Trouveras-tu une maman d’adoption assez aimante pour te conduire à l’école? Pour aller aux rencontres de bulletin? Pour t’encourager à la piscine ou sur tes patins? Pour t’aider à choisir ta robe de mariée? Pour t’aider à te coiffer à ton bal? À ce moment précis-là, auras-tu une petite pensée pour moi?

Caresseras-tu les cheveux de tes enfants comme je le faisais pour toi? Les berceras-tu pendant des heures quand ils feront de la fièvre? Te souviendras-tu de nos Noël? Des décorations que je prenais plaisir à installer? De tes déguisements d’Halloween? Est-ce que j’aurai été assez bonne pour que tu t’inspires de tout ça?

Si je devais partir, me garderais-tu avec toi? À travers les fruits et légumes que je m’efforçais de te faire manger? De la crème que j’ai mise sur ta petite peau irritée? Des bulles dans le bain?

Si je devais partir, auras-tu reçu assez d’amour pour t’épanouir? Pour devenir l’adulte fort et déterminé que je vois en toi? Pour choisir une vie remplie d’amour et de passion?

Si je devais partir, auras-tu compris que jamais je ne vous quitterai?
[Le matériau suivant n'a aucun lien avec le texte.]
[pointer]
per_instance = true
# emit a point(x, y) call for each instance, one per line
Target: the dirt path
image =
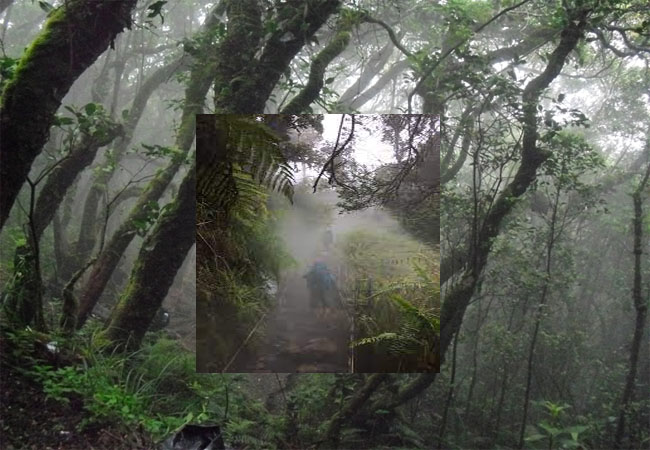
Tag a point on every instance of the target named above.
point(297, 338)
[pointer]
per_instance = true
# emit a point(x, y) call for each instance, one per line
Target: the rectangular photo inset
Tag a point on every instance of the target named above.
point(318, 243)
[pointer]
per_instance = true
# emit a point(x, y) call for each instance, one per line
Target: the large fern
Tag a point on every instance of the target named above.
point(247, 154)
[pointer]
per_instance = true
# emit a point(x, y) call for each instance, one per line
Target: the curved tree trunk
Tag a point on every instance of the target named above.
point(242, 84)
point(87, 238)
point(200, 80)
point(72, 39)
point(640, 306)
point(162, 254)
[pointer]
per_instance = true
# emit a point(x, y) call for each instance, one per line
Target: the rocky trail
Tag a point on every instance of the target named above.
point(296, 338)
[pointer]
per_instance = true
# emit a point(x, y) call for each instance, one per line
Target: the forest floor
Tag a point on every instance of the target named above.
point(29, 420)
point(296, 337)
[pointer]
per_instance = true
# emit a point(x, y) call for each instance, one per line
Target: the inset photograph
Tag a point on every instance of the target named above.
point(318, 243)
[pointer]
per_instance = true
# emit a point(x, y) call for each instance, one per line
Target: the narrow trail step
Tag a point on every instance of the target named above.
point(297, 338)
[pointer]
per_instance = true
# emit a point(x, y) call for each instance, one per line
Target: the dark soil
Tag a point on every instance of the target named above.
point(28, 420)
point(297, 337)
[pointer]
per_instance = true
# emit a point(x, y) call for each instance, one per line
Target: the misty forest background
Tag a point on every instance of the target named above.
point(544, 223)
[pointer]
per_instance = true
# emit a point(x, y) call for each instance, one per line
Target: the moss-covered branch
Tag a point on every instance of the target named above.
point(201, 77)
point(72, 39)
point(244, 86)
point(162, 254)
point(311, 91)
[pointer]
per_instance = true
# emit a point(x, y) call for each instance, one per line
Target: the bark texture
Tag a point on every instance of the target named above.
point(640, 306)
point(72, 39)
point(201, 77)
point(160, 258)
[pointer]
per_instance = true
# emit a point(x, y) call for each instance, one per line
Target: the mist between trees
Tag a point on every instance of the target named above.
point(542, 218)
point(312, 281)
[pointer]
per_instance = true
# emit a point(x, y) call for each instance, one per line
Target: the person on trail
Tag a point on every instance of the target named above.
point(328, 238)
point(322, 286)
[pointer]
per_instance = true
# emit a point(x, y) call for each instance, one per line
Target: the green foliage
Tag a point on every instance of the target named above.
point(252, 155)
point(398, 310)
point(552, 434)
point(7, 68)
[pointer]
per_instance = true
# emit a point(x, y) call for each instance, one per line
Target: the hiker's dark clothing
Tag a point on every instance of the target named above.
point(321, 284)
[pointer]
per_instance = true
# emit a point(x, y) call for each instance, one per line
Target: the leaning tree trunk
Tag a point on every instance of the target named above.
point(162, 254)
point(201, 77)
point(72, 39)
point(640, 306)
point(456, 301)
point(24, 291)
point(86, 242)
point(243, 84)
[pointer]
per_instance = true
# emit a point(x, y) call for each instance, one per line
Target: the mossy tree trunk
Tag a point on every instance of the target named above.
point(243, 84)
point(640, 306)
point(457, 300)
point(87, 235)
point(72, 39)
point(25, 286)
point(162, 254)
point(201, 77)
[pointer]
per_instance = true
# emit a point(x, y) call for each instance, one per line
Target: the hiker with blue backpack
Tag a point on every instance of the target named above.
point(322, 286)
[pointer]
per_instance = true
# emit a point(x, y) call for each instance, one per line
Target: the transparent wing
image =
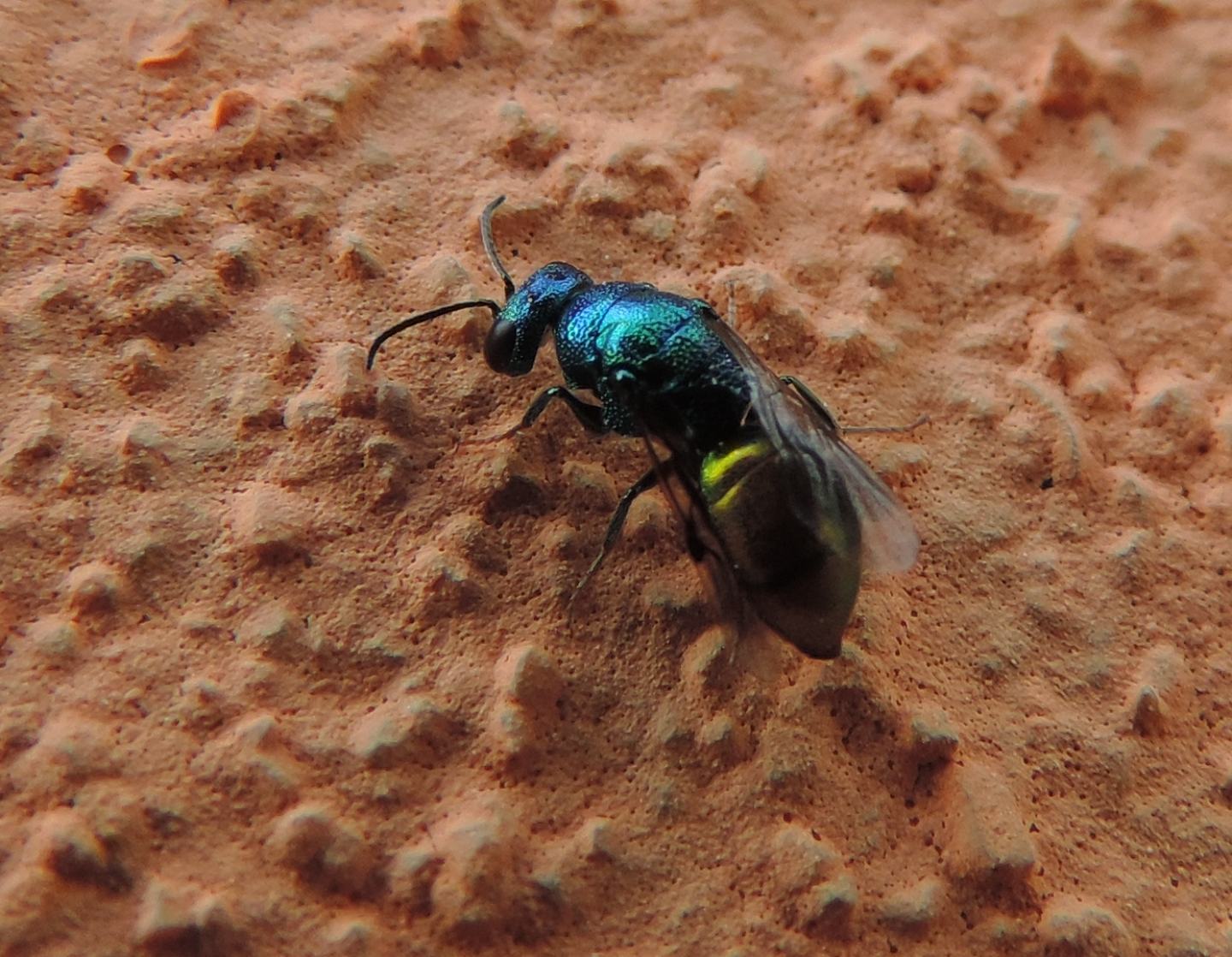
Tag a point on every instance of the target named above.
point(798, 428)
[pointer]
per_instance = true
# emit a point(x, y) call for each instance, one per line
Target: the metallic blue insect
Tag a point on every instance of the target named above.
point(783, 512)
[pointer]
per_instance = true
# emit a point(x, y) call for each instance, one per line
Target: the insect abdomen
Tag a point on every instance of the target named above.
point(794, 549)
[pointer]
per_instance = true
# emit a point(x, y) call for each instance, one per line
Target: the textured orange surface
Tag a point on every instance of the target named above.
point(286, 663)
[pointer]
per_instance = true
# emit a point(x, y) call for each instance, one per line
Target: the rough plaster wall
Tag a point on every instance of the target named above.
point(286, 663)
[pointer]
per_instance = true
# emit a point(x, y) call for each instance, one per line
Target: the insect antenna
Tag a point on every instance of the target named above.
point(428, 317)
point(489, 247)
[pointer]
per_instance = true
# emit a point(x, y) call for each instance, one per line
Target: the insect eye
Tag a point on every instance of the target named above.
point(500, 344)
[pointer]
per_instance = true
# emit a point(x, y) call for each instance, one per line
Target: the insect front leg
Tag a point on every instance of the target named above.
point(806, 394)
point(590, 416)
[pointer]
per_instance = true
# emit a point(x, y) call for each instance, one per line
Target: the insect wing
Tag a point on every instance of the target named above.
point(797, 428)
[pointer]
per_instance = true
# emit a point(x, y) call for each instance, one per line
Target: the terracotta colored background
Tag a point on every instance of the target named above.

Xavier, Rémi, Alice. Si je devais partir, parlez-moi. Faites les mêmes jeux, et pourquoi pas les mêmes crises tiens! Continuez d’aimer la vie et les gens. Ne m’oubliez pas, mais surtout ne vous oubliez pas. Continuez de grandir, de sourire. Jouez dans la neige comme avant. Regardez vos films préférés en préparant du popcorn. N’oubliez pas les mots doux et combien j’étais fière de vous, mais foncez dans cette vie qui est la vôtre.

Si je devais partir, je ne vous abandonnerai pas. Je prendrai votre main quand vous en aurez besoin. Une maman, c’est toujours là. Je m’arrangerai pour souffler vos bobos et vous tendre les bras. Je trouverai toujours le chemin des étoiles vers votre coeur. Parce que le mien est rempli à jamais de cet amour pour vous.

Si je devais partir, prenez soin les uns des autres. Aimez-vous. Restez unis, toujours. Aimez papa de toutes vos forces. Quand vous vous regarderez dans le miroir, voyez ce que je vois tous les jours et soyez-en fiers.

Si je devais partir, je manquerai tant de choses… mais au moins j’aurai eu le temps d’écrire un peu pour vous. Lisez-moi et je vivrai encore mon rôle de maman, le plus beau que j’ai eu, celui pour lequel je veux rester en santé et en vie aussi longtemps que je le pourrai. Celui pour lequel je m’efforce de vivre chaque jour comme si c’était le dernier. Si je devais partir, ce ne sera pas sans m’être battu de toutes mes forces! Sans avoir vécu une vie heureuse, remplie d’amour, de vous, de moi, de mon mari, de nous.